Proponents of GC have persuasive software engineering arguments on their side: automatic storage reclamation simplifies programming and reduces errors, thus increasing programmer productivity. Ultimately, increasing computer speed and memory capacity made GC a reasonable choice for a much wider range of systems. Java brought it into the mainstream, where it has been quite successful. We have even reached the point where C++, originally posted with signs reading "No GC here!", now offers optional support for it.
But the holy grail for automatic storage management has been to achieve GC for real-time systems. Real-time GC is challenging for several reasons. One is that real-time systems cannot tolerate large pauses. This requires the collector either to be incremental at a fine grain or to run concurrently with the program (called the mutator in GC parlance because it nefariously changes pointers around while the GC is at work).
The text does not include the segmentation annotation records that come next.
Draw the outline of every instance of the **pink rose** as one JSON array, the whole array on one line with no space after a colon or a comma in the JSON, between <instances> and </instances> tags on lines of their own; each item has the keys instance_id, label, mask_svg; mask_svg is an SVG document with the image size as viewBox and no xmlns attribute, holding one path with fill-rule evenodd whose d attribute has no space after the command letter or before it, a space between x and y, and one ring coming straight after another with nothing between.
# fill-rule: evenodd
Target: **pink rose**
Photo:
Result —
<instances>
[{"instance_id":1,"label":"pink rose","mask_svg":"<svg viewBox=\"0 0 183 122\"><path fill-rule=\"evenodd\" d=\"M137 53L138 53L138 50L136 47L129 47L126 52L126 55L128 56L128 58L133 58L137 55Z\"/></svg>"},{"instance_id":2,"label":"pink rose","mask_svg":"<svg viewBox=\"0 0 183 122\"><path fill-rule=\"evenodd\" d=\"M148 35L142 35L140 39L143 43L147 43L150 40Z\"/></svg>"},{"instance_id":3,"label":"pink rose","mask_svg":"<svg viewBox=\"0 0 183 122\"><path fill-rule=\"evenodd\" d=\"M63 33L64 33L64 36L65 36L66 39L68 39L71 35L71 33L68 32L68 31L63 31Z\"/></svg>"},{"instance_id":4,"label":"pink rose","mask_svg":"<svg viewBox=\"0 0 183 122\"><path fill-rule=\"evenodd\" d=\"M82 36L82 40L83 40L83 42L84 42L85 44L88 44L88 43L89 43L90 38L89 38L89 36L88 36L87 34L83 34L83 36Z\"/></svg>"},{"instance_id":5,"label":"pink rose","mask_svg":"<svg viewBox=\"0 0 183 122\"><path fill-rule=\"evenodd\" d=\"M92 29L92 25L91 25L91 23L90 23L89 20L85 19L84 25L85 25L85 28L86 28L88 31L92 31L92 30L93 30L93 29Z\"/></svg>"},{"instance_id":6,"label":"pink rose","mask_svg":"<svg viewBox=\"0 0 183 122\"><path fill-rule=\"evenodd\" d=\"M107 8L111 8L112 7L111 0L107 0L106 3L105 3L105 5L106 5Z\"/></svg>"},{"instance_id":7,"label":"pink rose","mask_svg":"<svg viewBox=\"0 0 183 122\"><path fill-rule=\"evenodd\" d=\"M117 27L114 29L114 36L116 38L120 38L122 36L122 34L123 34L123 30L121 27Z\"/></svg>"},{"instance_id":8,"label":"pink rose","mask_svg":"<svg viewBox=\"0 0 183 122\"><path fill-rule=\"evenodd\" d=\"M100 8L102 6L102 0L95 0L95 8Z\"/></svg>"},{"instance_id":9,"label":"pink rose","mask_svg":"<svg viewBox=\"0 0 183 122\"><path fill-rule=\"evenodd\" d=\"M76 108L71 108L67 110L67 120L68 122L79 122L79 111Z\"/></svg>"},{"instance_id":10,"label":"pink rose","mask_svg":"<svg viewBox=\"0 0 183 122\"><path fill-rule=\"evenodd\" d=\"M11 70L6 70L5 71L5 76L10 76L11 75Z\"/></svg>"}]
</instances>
I can recall when I was a graduate student it seemed there was a veritable industry around presenting concurrent GC algorithms in this very publication, with proofs of correctness. In fact, these proofs were offered because they were among the hardest correctness proofs researchers could conceive. Needless to say, this suggests the difficulty of getting concurrent GC algorithms right, much less translating them into correct implementations.
It is quite a tour de force that the authors of the following paper have built a provably correct real-time collector for reconfigurable hardware.
Concurrent GC alone is not enough to achieve real-time storage management. You also need provable bounds on the time to collect and the maximum memory needed by your program running under this scheme. Firstly, the collector cannot fall behind the mutator: it must be able to collect disused memory and recycle it for mutator use at least as fast as the mutator allocates memory units. An implication is that unless you can impose an artificial bound on the mutator’s allocation rate, your collector must not only be concurrent but also fast.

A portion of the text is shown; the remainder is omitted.